Ministers have begun playing down the Department for Education’s plans to cull most BTECs, in the face of mounting opposition.
They have gone as far as to blame the media for fuelling a belief there will be a binary choice between A-levels and T Levels, despite the DfE’s own consultation stating that the two “should in future be the programmes of choice for 16-to-19-year-olds taking level 3 qualifications”.
A DfE policy paper on their reforms even asserts that applied general qualifications such as BTECs “will be rare”, but ministers now insist “many produce excellent outcomes” and they “won’t get rid of quality BTECs”.
James Kewin, deputy chief executive of the Sixth Form Colleges Association, which is spearheading the #ProtectStudentChoice campaign, said he has noticed a “change in tone from ministers” since Boris Johnson’s reshuffle.
He told Schools Week this new DfE ministerial team “has shown it is willing to actually listen to the sector on this issue” which has “not always been the case” with their predecessors.
The DfE embarked on a highly contentious two-stage level 3 and below qualifications review in March 2019 to consider the 12,000 applied general qualifications, including Pearson’s popular BTEC courses.
The final outcome was published in July. At the time the DfE said the reforms would involve stripping public funding from “poor-quality” qualifications that duplicate or overlap with T Levels or A-levels, with then-education secretary Gavin Williamson warning: “There can be no room in our education system for second-rate qualifications.”
At the time the DfE did say that some BTECs would survive the government’s bonfire of level 3 qualifications if they can demonstrate there is a “real need” for them, or if they are in an area that T Levels do not cover, such as performing arts.
But when challenged on the issue during an education questions session in September, former skills minister Gillian Keegan told MPs: “Poor-quality qualifications benefit nobody, least of all those who are disadvantaged.
“I will tell the House what is a tragedy – a tragedy is having young people not able to get on in the workplace because they have spent two or three years studying something that does not offer the value that employers need in this high-tech economy.”
Michelle Donelan, who took on a joint HE and FE brief following September’s reshuffle, appeared to water down the agenda last week during an education select committee hearing.
She said: “I would like to bust a myth here, because the media has sold a story that we are abolishing all BTECs and there will be a binary choice between A-levels and T Levels, which is certainly not the direction of travel.
“We know that many BTECs produce excellent outcomes for young people and for people later on in life. However, there have been various studies, including the welfare review, which showed that some of them are not of a good enough quality; the quality that we would want our own children or our own constituents to be taking.
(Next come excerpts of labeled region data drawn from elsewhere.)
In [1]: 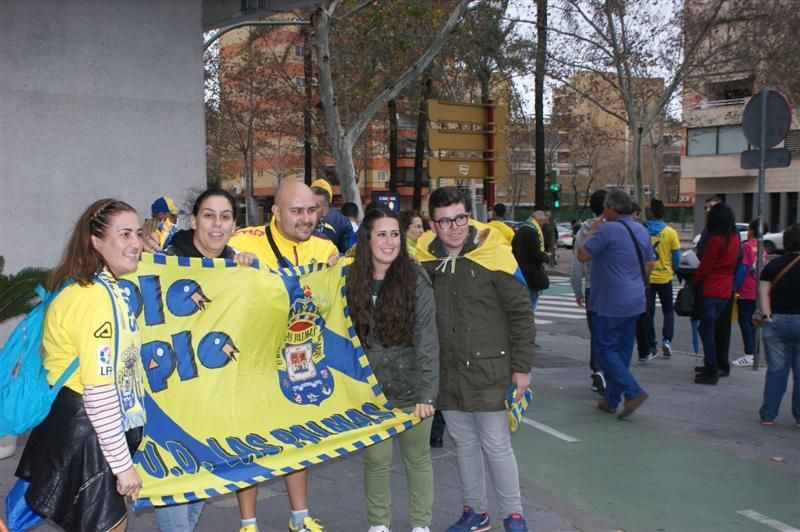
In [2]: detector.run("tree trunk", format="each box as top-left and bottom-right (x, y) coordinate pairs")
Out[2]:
(387, 98), (398, 192)
(311, 0), (467, 212)
(411, 67), (433, 212)
(534, 0), (547, 209)
(631, 125), (647, 220)
(303, 26), (314, 186)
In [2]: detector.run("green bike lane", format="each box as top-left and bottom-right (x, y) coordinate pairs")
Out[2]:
(512, 386), (800, 531)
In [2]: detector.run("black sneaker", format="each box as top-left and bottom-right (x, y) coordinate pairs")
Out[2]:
(592, 371), (606, 395)
(639, 350), (658, 364)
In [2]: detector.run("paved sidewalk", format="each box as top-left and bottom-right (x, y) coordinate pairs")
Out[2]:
(0, 322), (800, 532)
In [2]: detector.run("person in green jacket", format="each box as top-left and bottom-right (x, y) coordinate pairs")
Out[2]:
(417, 187), (536, 532)
(346, 205), (439, 532)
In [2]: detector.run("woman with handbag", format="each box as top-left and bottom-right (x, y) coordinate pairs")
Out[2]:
(731, 219), (767, 367)
(757, 224), (800, 428)
(16, 199), (145, 531)
(691, 203), (740, 384)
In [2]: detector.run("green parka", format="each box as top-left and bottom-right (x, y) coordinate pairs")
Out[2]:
(423, 227), (536, 412)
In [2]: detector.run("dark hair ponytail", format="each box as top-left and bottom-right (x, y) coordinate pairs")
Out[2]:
(47, 198), (136, 290)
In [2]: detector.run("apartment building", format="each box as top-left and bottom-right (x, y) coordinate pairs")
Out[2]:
(680, 0), (800, 231)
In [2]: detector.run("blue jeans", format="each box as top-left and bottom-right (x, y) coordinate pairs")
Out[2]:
(737, 299), (756, 355)
(699, 296), (728, 373)
(758, 314), (800, 423)
(592, 315), (644, 408)
(647, 281), (675, 350)
(530, 290), (542, 314)
(583, 288), (600, 373)
(155, 501), (204, 532)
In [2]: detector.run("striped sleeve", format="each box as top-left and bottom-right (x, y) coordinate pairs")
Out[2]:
(83, 384), (133, 475)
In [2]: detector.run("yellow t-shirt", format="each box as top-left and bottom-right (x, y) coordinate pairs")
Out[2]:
(42, 274), (144, 430)
(486, 220), (514, 244)
(650, 225), (681, 284)
(228, 222), (339, 269)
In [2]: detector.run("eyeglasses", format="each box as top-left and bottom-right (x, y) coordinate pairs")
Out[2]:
(433, 214), (469, 229)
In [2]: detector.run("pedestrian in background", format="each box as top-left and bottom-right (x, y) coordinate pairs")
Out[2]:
(400, 210), (425, 257)
(578, 190), (654, 419)
(731, 220), (767, 367)
(631, 202), (658, 364)
(696, 195), (736, 377)
(569, 188), (606, 395)
(645, 199), (681, 358)
(691, 203), (740, 384)
(341, 201), (358, 234)
(311, 179), (356, 253)
(758, 224), (800, 429)
(347, 206), (439, 532)
(511, 211), (550, 315)
(486, 203), (514, 244)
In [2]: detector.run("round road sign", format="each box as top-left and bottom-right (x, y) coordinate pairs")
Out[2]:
(742, 89), (792, 149)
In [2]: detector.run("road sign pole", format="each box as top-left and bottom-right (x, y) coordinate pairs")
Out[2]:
(753, 89), (767, 371)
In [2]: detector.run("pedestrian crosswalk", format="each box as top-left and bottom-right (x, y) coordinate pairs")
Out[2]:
(535, 279), (680, 325)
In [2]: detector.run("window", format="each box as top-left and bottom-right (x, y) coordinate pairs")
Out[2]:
(705, 76), (754, 101)
(717, 126), (747, 154)
(744, 192), (754, 223)
(786, 192), (798, 226)
(687, 127), (717, 155)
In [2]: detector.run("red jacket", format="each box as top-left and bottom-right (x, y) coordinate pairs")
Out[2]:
(692, 233), (739, 299)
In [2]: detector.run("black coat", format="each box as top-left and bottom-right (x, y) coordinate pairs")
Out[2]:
(511, 224), (550, 290)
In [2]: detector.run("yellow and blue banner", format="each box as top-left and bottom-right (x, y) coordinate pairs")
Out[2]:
(120, 253), (419, 506)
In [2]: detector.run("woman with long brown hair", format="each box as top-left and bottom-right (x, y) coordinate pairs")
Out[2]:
(16, 199), (145, 531)
(346, 206), (439, 532)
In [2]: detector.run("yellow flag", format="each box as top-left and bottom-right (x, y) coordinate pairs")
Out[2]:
(120, 254), (419, 506)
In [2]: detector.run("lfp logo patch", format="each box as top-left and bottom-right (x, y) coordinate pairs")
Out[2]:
(97, 345), (114, 377)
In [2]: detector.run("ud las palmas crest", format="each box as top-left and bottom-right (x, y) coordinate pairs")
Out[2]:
(277, 286), (333, 405)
It is right that we take stock of it and we review it.”
During Monday’s education questions, new education secretary Nadhim Zahawi weighed in on the issue. “I want to just squash that misrepresentation: we are not withdrawing funding from BTECs,” he said.
“BTECs that are of high quality and are valued will continue, but it is only right that we look at the landscape and see where quality lies and how we can increase the ladders of opportunity, not take them away from people.”
And during an accountability hearing with the education select committee on Wednesday, he added: “We won’t get rid of quality BTECs. I want to squash that narrative that has somehow built up I don’t know where from. We will be evidence-led.”
A policy statement published by the DfE following the outcome of its level 3 qualifications consultation, made clear: “From 2024, T Levels and A-levels will be the qualifications of choice for classroom-based study.”
Kewin said: “We are encouraged by the change of tone from ministers and some of the more positive messages we have heard in recent weeks. All we ask is that decisions on the future of these qualifications are based on evidence rather than anecdote, and that ministers appreciate that BTECs can happily co-exist alongside A-levels and T Levels.”